Louis Stokes founded the Congressional Black Caucus, but on the road to his political success he was blocked from votes by his white colleagues, and suffered the slings and arrows of being a non-white leader in this country. And not just in the segregated 1950's and 60's South--Stokes was turned away from his own Congressional parking garage by Capitol police in 1991. He also led the Congressional Committee that investigated the death of Martin Luther King, Jr.
Julian Bond co-founded the Southern Poverty Law Center, and years before that he founded Student Non-violent Coordinating Committee. Bond was a leading student demonstrator at Morehouse College, and years later the leader of the NAACP. During his tenure at the NAACP, I saw him speak at the National Press Club while I was a law student and was captivated by his calm toughness and his tough calmness. I wanted to be like him, a tireless social justice advocate.

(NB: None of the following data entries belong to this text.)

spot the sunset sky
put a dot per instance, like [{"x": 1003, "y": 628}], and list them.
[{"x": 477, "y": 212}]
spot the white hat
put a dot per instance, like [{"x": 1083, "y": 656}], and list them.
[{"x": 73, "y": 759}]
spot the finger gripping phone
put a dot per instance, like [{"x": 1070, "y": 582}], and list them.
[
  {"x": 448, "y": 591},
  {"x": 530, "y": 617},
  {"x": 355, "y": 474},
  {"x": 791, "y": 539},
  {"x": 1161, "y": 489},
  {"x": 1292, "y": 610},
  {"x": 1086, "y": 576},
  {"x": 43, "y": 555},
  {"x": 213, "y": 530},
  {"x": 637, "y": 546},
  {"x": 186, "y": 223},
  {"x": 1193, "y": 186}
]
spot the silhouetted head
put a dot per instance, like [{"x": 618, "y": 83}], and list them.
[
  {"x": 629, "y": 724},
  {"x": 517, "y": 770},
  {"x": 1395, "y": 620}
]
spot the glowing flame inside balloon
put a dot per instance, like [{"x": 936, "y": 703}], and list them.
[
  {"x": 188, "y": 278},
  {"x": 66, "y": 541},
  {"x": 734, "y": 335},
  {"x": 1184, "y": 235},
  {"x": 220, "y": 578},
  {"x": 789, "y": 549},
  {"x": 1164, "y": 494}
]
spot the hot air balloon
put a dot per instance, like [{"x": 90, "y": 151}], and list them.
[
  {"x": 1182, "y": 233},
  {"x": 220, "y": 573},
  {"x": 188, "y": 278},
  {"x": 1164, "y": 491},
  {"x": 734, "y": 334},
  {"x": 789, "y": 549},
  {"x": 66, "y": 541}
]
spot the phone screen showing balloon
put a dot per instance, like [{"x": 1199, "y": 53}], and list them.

But I'll never be half the advocate that Bond and Stokes were. This world doesn't require me to do what they did. This world doesn't turn me away from my office parking garage because of the color of my skin. It doesn't beat me into submission on the streets I walk down or sit in or run through. My feelings of irony and angst about the deaths of these two remarkable advocates in one week are fine, but they are not really important. It's really just a somewhat embarrassing combination of white guilt and navel-gazing, if I am honest. But this post is about to end. And I ask you to remind yourself, as I strive to remind myself as I close, that we can in fact serve their legacy. We cannot walk in their shoes. But we can pick them up, dust them off, and carry those shoes as we walk our own walk for social justice. They paved a path with their pain and their triumph, and they expect us to keep it clear. Thanks for the trailblazing, gentlemen. We'll take it from here.